The idea isn’t to paint ceramics, it’s to apply decoration to any sort of complex surface that 3D printing is currently incapable of handling. Klein and Leung say their novel printing technique could be used for architectural design, interior design, advertising and other media. It’s high technology rooted in ancient craft and Hong Kong heritage.
Right next to the 3D printing installation is another display by Hong Kong architecture firm Lead8 that explores the evolution of Victoria Harbour. The exhibit outlines Lead8’s HarbourLoop proposal and reveals new research into the future of the Star Ferry. For 135 years, the ferry service’s white and green vessels have taken people from one side of the harbour to the other. But ridership has dwindled in the face of competition from the MTR and cross-harbour buses, not to mention land reclamation that has pushed the water’s edge ever further away from the busiest parts of districts like Central and Wan Chai.

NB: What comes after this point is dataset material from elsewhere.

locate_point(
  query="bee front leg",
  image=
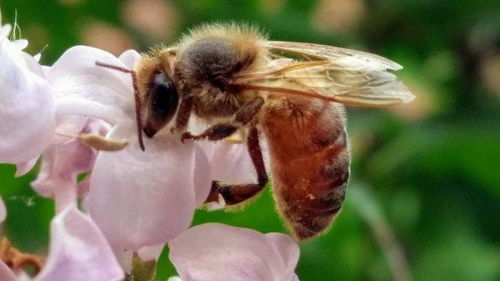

“The students appreciated the picturesque and leisurely nature of the Star Ferry as a way to move across the city, compared to say taking the MTR or tunnels,” says Lead8 co-founder and executive director David Buffonge. “However, they also associated the Star Ferry with an older generation, feeling that it needed a reimagining to better engage with their generation.”
That led the students to think about how the Star Ferry could be made as vital and relevant as it once was. What they concluded was that it’s the ferry piers that need to change. Rather than simply points of transit, they have re-envisioned them as social and community hubs, with rooftop green space and other natural features.
“The students showed a real drive and eagerness for civic engagement,” says Buffonge. They seemed to grasp something that underlined many of the ideas presented at the biennale, in both the Hong Kong exhibition and beyond: you can’t build a future without recognising the past. “Great cities preserve their urban artefacts – it is what makes a place distinct,” says Buffonge. “And [they] do so in a way that resonates with an ever evolving and changing community.”